Glauco Diniz Duarte conta que recentemente visitou uma empresa familiar líder de mercado em seu segmento. Com mais de 30 anos de muito sucesso e crescimento e ainda administrada pelos dois fundadores, a companhia tem como um dos seus elementos culturais e como um dos seus valores mais fortes… o medo!
Trata-se de um aparente paradoxo uma empresa conseguir prosperar assim. Afinal, já há muitos anos, as teorias e práticas organizacionais sugerem a constituição de uma cultura baseada em confiança, respeito, cooperação e comunicação de duas mãos como fator crítico de sucesso nos negócios.
Um dos princípios do celebrado guru da qualidade e da gestão Edwards Deming era exatamente “eliminar o medo”. Ele sugeria que, em uma organização onde prevalece o medo, não seria possível aproveitar o pleno potencial das pessoas.
Então como explicar a prosperidade dessa empresa apesar do medo prevalecente?.
É que os fundadores – que são temidos e também admirados e respeitados – têm mais algumas premissas importantes que levaram a companhia até onde ela está hoje.
Glauco explica que há uma divisão complementar de trabalho de gestão dos dois fundadores. Um deles focaliza mais nos processos produtivos, máquinas, equipamentos e instalações, enquanto o outro parece ter maior conhecimento e foco nos clientes, produtos e mercados.
Mas ambos compartilham a ideia de que, para saber como as coisas estão se passando, o que está acontecendo de verdade, é preciso ir ao “gemba”, o local onde as coisas acontecem.
Porém a ida deles ao “gemba” constitui, para eles, também um modo de buscar os culpados pelos problemas e frequentemente demitir aqueles que teriam, na opinião deles, causado esses problemas. Os donos se intrometem em tudo, não dão autonomia às pessoas e nem deixam claro as responsabilidades de cada um.
Com isso, o medo de dar más notícias a eles, de apontar os problemas que possam trazer questionamentos incômodos ou mesmo de compartilhar informações geram problemas mais sérios ainda, pois ao ficarem abaixo do radar dos donos, os problemas se acumulam.
A ocupação dos postos da alta direção ainda é baseada nas relações de obediência e nas redes de relações pessoais dos donos. Algumas tentativas de tornar a gestão mais meritocrática fracassaram. Jogos políticos ainda prevalecem.

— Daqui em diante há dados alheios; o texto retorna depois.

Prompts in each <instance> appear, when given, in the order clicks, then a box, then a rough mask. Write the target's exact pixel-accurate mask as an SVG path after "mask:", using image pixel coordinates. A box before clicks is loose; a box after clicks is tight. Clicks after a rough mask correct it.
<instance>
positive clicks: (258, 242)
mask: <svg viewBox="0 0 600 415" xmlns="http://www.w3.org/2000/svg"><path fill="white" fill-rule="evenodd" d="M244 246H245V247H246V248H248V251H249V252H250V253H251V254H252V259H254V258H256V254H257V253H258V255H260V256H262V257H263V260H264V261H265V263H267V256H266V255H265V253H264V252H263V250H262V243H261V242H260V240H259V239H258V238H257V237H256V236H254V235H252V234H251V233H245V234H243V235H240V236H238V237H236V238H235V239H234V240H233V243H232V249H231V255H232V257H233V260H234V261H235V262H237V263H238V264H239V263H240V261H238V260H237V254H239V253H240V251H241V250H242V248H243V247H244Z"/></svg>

O desempenho operacional da empresa é muito ruim, com baixo nível de entregas e baixa eficiência das fábricas e da logística. Mas a companhia conseguiu conquistar algumas situações de oligopólio que garantem bons resultados financeiros.
Os custos são controlados a mão de ferro pelos donos, que têm muito rigor nas despesas e gastam muito pouco em supérfluos. Mas, muitas vezes, gastam mal, fazendo investimentos desnecessários que ora gera excesso de capacidade, ora cria sérios gargalos.
A empresa está começando a implementar a gestão lean (enxuta) para se tornar mais competitiva, e o estímulo da ida ao “gemba” está ocorrendo. Mas onde prevalece o medo, as consequências e impactos podem não ser tão positivos.
O “gerenciamento diário” também começa a ser implementado e deveria expor os problemas. Mas tenderá a não prosperar, e as informações tenderão a ser maquiadas se o medo não for eliminado.
E, além disso, as pessoas não definirão metas significativas de melhorias onde houver riscos de não as alcançar, pois elas terão medo de serem punidas por um eventual fracasso.
Isso cria uma cultura de esconder os dados e fatos, de não definir metas de melhoria, de não resolver problemas.
Cremos que o sucesso da empresa até o momento dependeu da força, capacidade, qualidade e competência dos donos. Mas nessa e em outras empresas onde prevalece o medo, sempre haverá muita dificuldade de se conseguir prosperidade por muito mais tempo.